Even though plenty of people out there believe that the market should trace back based on fundamentals as well as technicals, the bulls keep beating the bears. The last week's close broke previous highs and even some very important fibonacci levels. I thought that Monday's blues would kick this market back, but we are up again today. I still feel the market will trace back but now, theoretically speaking, the support is at 1015 for S&P. The main change in my trading thought after this move is that where I did not want to go long at anything above 1000 S&P levels, I believe when the market kicks back, it will fall to this 1000-ish level and then rebound.
Based on this hypothesis, I have entered into a long-term options trade for the QQQQ's.

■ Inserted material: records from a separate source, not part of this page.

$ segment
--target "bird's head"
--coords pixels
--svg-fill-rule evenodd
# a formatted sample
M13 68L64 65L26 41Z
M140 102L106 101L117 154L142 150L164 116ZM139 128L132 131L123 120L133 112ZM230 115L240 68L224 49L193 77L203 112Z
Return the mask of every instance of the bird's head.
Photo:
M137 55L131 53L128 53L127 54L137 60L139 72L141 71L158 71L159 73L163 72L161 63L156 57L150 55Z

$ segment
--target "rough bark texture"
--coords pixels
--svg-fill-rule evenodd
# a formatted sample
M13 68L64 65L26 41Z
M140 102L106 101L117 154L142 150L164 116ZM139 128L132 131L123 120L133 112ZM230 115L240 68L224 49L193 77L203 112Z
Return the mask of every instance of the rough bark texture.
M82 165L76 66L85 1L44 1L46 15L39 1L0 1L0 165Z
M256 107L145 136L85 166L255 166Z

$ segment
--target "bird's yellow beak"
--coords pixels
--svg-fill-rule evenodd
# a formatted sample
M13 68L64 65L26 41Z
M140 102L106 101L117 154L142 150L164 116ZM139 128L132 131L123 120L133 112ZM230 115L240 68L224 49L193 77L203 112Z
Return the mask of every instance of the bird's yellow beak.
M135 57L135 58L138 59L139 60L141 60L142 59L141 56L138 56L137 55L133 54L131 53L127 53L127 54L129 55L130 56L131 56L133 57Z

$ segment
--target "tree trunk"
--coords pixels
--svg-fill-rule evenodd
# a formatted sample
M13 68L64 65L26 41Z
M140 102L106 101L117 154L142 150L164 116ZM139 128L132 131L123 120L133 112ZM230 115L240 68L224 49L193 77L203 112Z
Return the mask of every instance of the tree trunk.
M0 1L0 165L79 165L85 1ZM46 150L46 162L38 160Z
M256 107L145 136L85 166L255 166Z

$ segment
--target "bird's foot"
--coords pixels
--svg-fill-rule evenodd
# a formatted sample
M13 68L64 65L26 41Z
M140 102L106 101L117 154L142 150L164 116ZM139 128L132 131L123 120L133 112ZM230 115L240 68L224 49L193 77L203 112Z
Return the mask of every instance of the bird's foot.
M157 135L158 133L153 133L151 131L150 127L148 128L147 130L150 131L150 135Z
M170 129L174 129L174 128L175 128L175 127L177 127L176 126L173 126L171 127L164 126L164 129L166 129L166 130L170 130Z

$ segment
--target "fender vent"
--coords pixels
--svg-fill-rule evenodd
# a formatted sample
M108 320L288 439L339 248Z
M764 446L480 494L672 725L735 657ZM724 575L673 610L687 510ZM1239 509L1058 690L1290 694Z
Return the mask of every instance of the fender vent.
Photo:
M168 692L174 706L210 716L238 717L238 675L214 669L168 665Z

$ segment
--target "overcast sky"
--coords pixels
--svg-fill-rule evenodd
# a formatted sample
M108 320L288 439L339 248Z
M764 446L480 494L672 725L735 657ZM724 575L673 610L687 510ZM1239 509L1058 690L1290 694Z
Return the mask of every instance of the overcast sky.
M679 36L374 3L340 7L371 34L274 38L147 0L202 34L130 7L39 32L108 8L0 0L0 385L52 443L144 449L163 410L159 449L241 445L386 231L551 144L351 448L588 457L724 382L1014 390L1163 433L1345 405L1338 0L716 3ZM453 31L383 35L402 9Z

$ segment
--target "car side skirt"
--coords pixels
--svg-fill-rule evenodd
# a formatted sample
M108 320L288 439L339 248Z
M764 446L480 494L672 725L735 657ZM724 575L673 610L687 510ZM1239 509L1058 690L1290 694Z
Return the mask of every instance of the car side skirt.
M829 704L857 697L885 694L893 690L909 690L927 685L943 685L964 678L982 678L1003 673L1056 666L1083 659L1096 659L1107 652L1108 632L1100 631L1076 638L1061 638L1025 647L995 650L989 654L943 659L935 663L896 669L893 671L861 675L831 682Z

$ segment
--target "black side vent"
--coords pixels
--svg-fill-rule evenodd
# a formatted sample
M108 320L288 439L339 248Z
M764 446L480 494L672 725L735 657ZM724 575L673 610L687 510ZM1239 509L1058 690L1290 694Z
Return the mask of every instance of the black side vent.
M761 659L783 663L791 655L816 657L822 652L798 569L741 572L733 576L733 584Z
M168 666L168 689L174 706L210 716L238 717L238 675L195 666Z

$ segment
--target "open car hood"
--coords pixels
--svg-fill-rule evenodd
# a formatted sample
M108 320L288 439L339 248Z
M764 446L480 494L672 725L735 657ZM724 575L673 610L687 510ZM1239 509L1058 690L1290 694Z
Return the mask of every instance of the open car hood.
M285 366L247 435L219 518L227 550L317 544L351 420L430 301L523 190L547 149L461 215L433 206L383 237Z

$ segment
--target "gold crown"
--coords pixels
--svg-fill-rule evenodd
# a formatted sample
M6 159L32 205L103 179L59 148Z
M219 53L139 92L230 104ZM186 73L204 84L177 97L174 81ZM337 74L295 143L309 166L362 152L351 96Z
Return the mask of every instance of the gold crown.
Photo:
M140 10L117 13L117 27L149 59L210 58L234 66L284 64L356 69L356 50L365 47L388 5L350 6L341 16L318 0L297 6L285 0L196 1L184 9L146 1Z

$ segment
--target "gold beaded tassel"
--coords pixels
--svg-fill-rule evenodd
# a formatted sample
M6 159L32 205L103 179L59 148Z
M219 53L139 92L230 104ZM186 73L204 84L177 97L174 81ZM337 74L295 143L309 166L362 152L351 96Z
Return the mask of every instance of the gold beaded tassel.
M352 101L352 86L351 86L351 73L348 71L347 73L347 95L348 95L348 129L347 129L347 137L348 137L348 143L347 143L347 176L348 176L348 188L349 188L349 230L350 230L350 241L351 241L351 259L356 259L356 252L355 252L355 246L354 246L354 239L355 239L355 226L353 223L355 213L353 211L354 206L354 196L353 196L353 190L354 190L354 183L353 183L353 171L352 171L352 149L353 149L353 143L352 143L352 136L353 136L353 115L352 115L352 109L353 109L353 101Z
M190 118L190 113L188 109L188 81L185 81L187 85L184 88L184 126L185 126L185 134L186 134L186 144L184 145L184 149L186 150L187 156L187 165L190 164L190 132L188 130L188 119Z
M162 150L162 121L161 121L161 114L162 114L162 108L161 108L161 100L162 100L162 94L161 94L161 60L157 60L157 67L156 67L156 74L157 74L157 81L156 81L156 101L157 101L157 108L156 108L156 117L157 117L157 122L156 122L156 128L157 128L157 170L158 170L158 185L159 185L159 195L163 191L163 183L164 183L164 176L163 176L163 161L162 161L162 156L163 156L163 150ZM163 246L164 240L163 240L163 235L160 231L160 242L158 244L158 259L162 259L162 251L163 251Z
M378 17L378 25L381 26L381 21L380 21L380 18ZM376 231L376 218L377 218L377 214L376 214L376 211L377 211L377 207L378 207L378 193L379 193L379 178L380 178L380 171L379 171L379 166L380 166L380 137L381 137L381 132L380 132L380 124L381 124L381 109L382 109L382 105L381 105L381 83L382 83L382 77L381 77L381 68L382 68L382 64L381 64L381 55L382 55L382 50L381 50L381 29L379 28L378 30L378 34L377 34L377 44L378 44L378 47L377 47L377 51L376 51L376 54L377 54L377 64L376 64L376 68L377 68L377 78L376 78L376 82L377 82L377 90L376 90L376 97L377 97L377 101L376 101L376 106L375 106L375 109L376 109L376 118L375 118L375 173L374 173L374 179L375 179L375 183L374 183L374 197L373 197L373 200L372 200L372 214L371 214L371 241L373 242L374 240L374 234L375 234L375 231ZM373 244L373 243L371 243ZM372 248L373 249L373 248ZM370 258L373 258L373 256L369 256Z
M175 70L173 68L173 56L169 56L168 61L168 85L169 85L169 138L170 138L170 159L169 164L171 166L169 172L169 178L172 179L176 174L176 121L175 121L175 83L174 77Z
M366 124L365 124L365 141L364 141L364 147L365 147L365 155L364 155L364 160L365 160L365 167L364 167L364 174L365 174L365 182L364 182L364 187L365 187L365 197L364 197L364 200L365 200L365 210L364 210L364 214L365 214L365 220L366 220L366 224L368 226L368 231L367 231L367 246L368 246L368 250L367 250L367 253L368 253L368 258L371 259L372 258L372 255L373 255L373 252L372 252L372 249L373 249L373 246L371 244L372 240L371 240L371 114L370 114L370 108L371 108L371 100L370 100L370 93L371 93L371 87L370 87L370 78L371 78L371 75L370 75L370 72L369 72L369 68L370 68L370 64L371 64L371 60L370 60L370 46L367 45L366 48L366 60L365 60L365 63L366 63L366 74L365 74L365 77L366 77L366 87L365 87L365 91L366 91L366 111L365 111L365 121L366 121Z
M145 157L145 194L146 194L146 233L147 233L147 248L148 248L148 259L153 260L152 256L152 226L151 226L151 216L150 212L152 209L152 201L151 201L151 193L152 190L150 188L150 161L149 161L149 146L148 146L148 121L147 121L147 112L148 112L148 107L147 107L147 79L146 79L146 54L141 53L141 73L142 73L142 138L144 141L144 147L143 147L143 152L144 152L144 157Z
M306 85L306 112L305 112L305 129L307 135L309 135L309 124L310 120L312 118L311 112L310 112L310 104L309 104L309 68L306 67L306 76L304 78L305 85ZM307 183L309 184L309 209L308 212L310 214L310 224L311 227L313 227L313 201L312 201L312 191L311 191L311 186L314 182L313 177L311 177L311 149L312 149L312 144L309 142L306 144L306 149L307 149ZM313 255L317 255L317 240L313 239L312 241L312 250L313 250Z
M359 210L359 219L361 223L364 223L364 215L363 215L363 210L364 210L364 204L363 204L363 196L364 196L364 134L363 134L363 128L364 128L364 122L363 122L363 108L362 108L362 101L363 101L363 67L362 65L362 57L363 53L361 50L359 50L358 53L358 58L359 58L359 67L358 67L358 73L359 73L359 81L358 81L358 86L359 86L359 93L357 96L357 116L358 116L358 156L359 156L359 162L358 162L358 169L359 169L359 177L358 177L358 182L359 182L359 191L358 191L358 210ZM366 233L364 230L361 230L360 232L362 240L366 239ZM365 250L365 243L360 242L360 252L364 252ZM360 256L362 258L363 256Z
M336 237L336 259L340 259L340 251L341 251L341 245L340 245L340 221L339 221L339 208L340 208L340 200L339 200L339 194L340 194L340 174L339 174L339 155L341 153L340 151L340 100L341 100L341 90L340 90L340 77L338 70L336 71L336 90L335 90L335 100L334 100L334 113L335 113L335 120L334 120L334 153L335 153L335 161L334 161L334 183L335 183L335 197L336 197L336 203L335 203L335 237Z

As I mentioned, the Nasdaq broke previous highs and the 50% fibonacci level which was at 39.65. I particularly like this chart because as you can see, the QQQQ has stopped at nearly every fibonacci level on the way down and up. Thus, I feel this pattern should continue. Based on that, I see the stock moving up 43.50 area or retracing to the 39.50 area. Once again, I am more bullish and am expecting the former rather than the latter.
The Trade
Buy 5 March '10 calls at strike 35 for 6.77
Sell 5 Sep '10 calls at strike 43 for .14.
Total outlay is 3315. My margin req. is 0 which I like because it means I have capital for other trades.
Strategy
My max risk is 3315 which is possible if the QQQQ crash well below 35 level (to somewhere like $10). Highly unlikely so this is a moot point.
I have already captured 2% of the trade with the sale of the call. Not the best payoff, but I know that if the QQQQ doesn't even move, I have made 2% by Sept expiry.
My highest payoff will be at $43. This way I get to keep all my premium and my capital appreciation on the long call is the maximum it can be. At this level, I expect to make a profit of approximately $1000.
Another important part of this trade is that once Sept expiry comes along, I will analyze this trade again and will probably sell more calls based on the QQQQ price level. Thus, I will be creating a monthly income by selling calls until around Jan-Feb (around the time when the time decay starts hurting me). Thus, I can capture 2-5% of my long calls every month.
Overall my strategy is mildly bullish and as long as the QQQQ appreciates in price to somewhere between 42.50-44, this could be a highly profitable trade.
1 comments:
Its funny I didn't see this one before. I think I bought puts on the QQQQ's the same day you bought calls. Also I'm short URBN, and you are long ARO. Right now you are winning, haha.